ARCTIC SEA-ICE –Ralph vs. PIOMAS–

This is just a brief observation, demonstrating how my lying eyes get me in trouble with the hard-working, code-apt, computer-savvy geeks who have eyes glued to computer terminals that produce wonderful models.

Please understand,  I avoid Math when possible, and I am very grateful to those who do the Math for me, such as my tax accountant. However I do not allow my accountant to mind my business.

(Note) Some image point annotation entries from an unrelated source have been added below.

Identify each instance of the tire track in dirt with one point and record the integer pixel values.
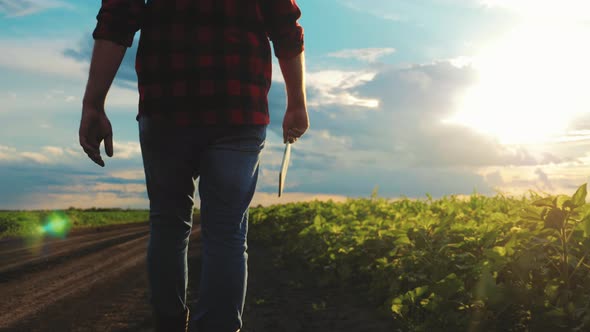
(14, 261)
(32, 292)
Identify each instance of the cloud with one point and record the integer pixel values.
(25, 54)
(364, 54)
(565, 9)
(52, 155)
(126, 150)
(544, 179)
(377, 8)
(18, 8)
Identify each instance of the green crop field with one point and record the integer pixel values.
(475, 264)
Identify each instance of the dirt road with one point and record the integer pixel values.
(95, 280)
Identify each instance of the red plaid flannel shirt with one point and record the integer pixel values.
(204, 62)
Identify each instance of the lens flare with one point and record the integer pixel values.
(56, 224)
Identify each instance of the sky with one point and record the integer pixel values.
(445, 97)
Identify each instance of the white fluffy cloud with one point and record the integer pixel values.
(16, 8)
(363, 54)
(41, 56)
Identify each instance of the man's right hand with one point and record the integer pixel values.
(295, 123)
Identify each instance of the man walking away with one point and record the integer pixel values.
(204, 72)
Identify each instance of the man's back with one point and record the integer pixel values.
(204, 62)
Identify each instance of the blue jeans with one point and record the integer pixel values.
(226, 160)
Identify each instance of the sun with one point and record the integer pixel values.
(532, 83)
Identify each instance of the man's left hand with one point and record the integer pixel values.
(94, 128)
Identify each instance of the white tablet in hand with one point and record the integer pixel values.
(284, 167)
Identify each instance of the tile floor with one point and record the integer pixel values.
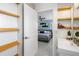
(44, 48)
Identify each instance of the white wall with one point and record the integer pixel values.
(8, 22)
(44, 6)
(62, 33)
(51, 13)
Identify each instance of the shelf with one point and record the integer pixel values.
(8, 13)
(64, 8)
(8, 45)
(62, 19)
(8, 29)
(67, 27)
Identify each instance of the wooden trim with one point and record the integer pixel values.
(8, 45)
(8, 13)
(8, 29)
(64, 8)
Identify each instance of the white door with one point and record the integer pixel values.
(30, 31)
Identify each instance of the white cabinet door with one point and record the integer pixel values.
(30, 31)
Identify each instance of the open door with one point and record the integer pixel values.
(30, 31)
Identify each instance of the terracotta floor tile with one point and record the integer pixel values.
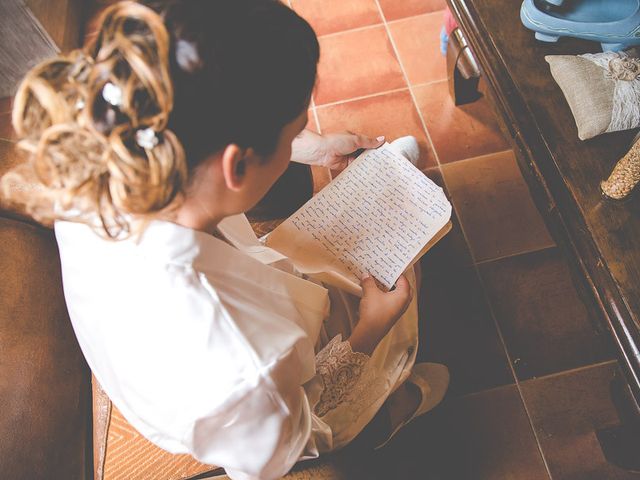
(418, 42)
(484, 436)
(356, 63)
(457, 329)
(458, 132)
(392, 115)
(394, 9)
(544, 323)
(567, 411)
(331, 16)
(495, 207)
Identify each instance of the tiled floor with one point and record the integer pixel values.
(530, 370)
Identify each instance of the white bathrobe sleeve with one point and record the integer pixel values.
(262, 433)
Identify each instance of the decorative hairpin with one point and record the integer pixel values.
(146, 138)
(112, 94)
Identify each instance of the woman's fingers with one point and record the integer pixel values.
(362, 141)
(368, 285)
(403, 289)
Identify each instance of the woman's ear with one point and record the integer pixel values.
(234, 166)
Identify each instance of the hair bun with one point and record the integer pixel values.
(110, 158)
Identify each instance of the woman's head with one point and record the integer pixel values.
(119, 129)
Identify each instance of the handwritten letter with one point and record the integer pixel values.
(375, 217)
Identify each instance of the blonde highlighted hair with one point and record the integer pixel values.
(82, 158)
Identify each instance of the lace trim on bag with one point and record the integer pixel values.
(625, 71)
(340, 369)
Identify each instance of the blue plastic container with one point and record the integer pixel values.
(613, 23)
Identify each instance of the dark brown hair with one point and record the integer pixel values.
(197, 74)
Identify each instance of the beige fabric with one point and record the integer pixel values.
(121, 453)
(588, 92)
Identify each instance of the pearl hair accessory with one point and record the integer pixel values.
(112, 94)
(146, 138)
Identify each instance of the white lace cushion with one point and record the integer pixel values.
(602, 90)
(624, 70)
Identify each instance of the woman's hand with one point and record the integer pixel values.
(333, 150)
(379, 311)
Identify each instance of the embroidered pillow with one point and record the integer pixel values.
(602, 89)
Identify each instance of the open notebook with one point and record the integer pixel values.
(379, 216)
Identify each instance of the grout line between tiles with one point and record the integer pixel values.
(512, 368)
(377, 24)
(511, 255)
(500, 335)
(362, 97)
(398, 20)
(384, 92)
(406, 79)
(457, 162)
(351, 30)
(571, 370)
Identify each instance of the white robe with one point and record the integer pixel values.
(209, 349)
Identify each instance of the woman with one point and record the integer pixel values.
(145, 151)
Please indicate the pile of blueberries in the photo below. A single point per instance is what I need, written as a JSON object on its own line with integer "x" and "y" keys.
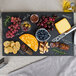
{"x": 42, "y": 35}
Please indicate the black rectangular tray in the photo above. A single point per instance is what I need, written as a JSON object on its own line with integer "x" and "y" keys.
{"x": 69, "y": 39}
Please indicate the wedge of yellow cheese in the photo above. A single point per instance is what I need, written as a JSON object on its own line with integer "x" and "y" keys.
{"x": 62, "y": 26}
{"x": 30, "y": 40}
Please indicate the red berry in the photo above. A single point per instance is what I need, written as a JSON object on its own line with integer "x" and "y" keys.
{"x": 18, "y": 28}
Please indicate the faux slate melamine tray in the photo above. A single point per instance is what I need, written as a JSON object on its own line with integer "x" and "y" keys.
{"x": 69, "y": 39}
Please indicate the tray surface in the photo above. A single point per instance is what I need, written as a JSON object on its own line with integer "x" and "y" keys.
{"x": 69, "y": 39}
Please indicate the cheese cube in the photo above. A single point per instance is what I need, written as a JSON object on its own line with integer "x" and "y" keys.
{"x": 62, "y": 26}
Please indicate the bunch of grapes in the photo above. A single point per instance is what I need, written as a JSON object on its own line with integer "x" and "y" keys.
{"x": 14, "y": 27}
{"x": 47, "y": 22}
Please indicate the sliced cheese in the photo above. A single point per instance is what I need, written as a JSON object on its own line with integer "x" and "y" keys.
{"x": 63, "y": 26}
{"x": 30, "y": 40}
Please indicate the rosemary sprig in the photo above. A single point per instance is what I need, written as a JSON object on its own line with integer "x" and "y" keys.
{"x": 7, "y": 20}
{"x": 57, "y": 51}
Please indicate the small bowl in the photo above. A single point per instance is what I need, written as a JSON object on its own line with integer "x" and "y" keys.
{"x": 35, "y": 16}
{"x": 47, "y": 33}
{"x": 25, "y": 26}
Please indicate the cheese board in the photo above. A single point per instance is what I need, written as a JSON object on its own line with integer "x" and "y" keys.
{"x": 31, "y": 33}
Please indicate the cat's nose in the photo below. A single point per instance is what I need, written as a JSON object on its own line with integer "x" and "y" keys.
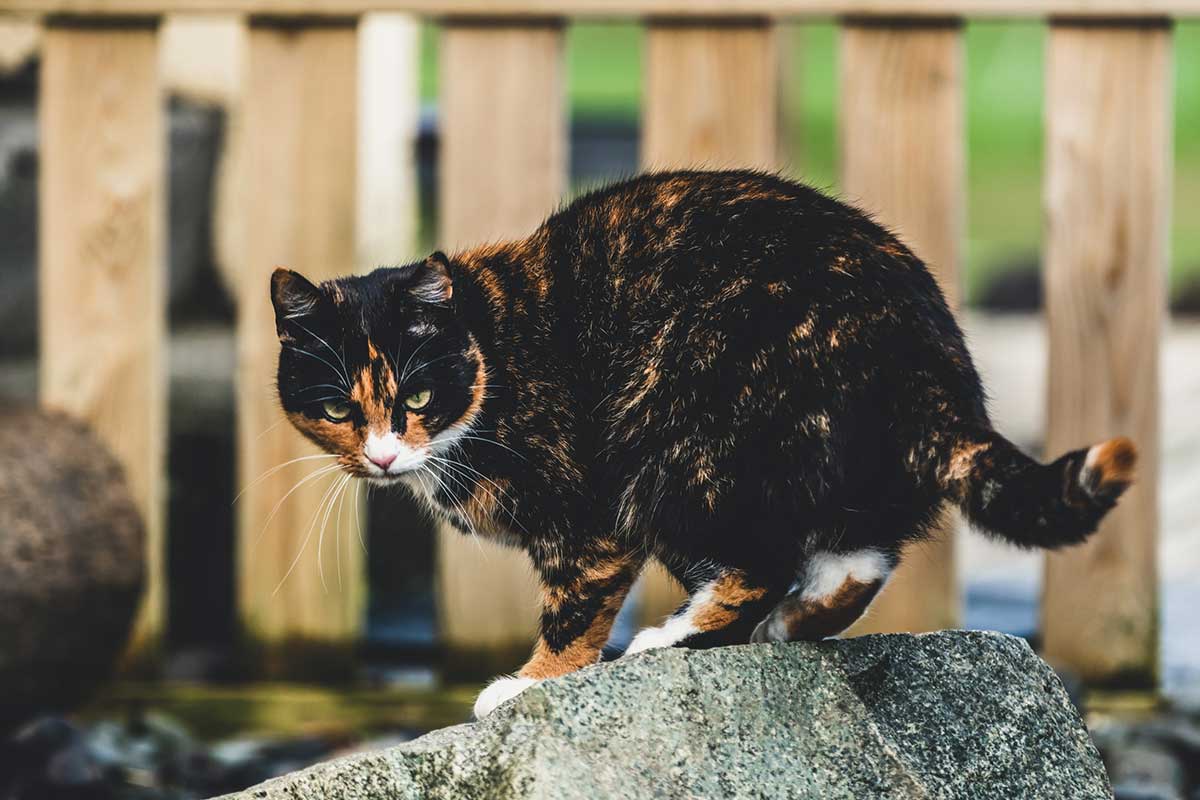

How does this involve sea-ice?

Well, there are certain “accountants” who at times seem to want to run my business, and by that I mean they seem to want me to deny my lying eyes. By “accountants” I of course am referring to computer models. In this particular case I am referring to a model I often refer to, and in some ways very much like, called PIOMAS. In my opinion it is in many ways a wonderful model, and represents the hard work of fellows who have worked their butts to the bone and deserve respect. I cannot tell you how much it pains me to suggest they might have gotten something wrong.

In this manner I’m like my Dad. He was a surgeon, and sometimes people came to him asking for a second opinion, and sometimes he had to inform not the patient, but the first-opinion surgeon, that their diagnosis was wrong.

I felt my Dad should have just told the first bozo they were an idiot, for advocating a needless amputation, but instead Dad walked on eggs and only differed from the first quack in a most cringing, ingratiating manner. Maybe Dad was kind and polite, but it was sort of embarrassing to watch. He was sort of apologizing for being correct. The boy in me felt he should just have chopped off the first quack’s head. (That is what a true Tolkien warrior would have done.) (But pretty soon we would not have many doctors left alive, I suppose.)

I have no wish to chop off the head of PIOMAS, but my lying eyes are begging to differ with their diagnosis.

I have just used my lying eyes to watch what the arctic isobars did, and  have surmised what the winds were, and have watched to see how the sea-ice responded, and it has seemed fairly obvious the low pressure I dubbed “Ralph”  caused a counterclockwise flow to effect the Pole.  However the PIOMAS only shows a counterclockwise “anomaly”, and suggests the ordinary clockwise flow (the ordinary Beaufort Gyre and ordinary Transpolar Drift), persisted.

Piomas piomas_ice_motion_anomaly_JanMarch2017

This troubles me, for it is a bit ludicrous to suggest an “anomaly” moves ice, if the ordinary flow is in effect. An anomaly might speed or slow the ordinary flow, but the ordinary flow would remain ordinary. In actual fact we have witnessed, with our lying eyes, the extraordinary features of an extraordinary flow.

For example, the above map shows the “mean ice motion” pushing ice away from the western entrance of the Northwest Passage, when we know that (before April) ice piled into that entrance.  In like manner, there is no suggestion of west winds forcing the Kara Sea sea-ice into Vistula Strait, so a toothpaste extrusion of thick ice crossed the polynya which the same west winds formed in the west of the Laptev Sea.

2 Laptev FullSizeRender

And so on and so forth.

I do not want to belabor this point, and want to keep this brief, however I feel a need to stress that we who use our lying eyes seemed to see the sea-ice act as if the PIOMAS “anomaly” map was in fact the “ice motion” map. It follows, therefore, that the “ice motion” map contains some sort of misdiagnosis.

I need to say this because there are some who worship the PIOMAS “ice motion” map as a sort of god, whose authority cannot be questioned. When I try to tell them what my lying eyes actually witnessed, they scoff. They say my vision cannot be correct, for PIOMAS said it did not occur, and how dare anyone dare question the divinity of such a idol?

To me this is a bit like saying you cannot go a second surgeon for a second opinion, even when the first surgeon suggests an amputation is necessary.  If we must scoff at all, I scoff at that idea. After all, as a child I saw many doomed to lose a leg come to my father for a second opinion, and saw advances in the vascular surgery of that time save the patient’s limb.

My father was able to save others limbs despite the fact he had largely lost the use of his own, because of polio. In like manner, I suffer from a different sort of polio, involving Math. And, just my father saved people of the past from amputation of legs, I might spare you from the amputation of logic, if you just step away from computer models for a bit, and use your lying eyes.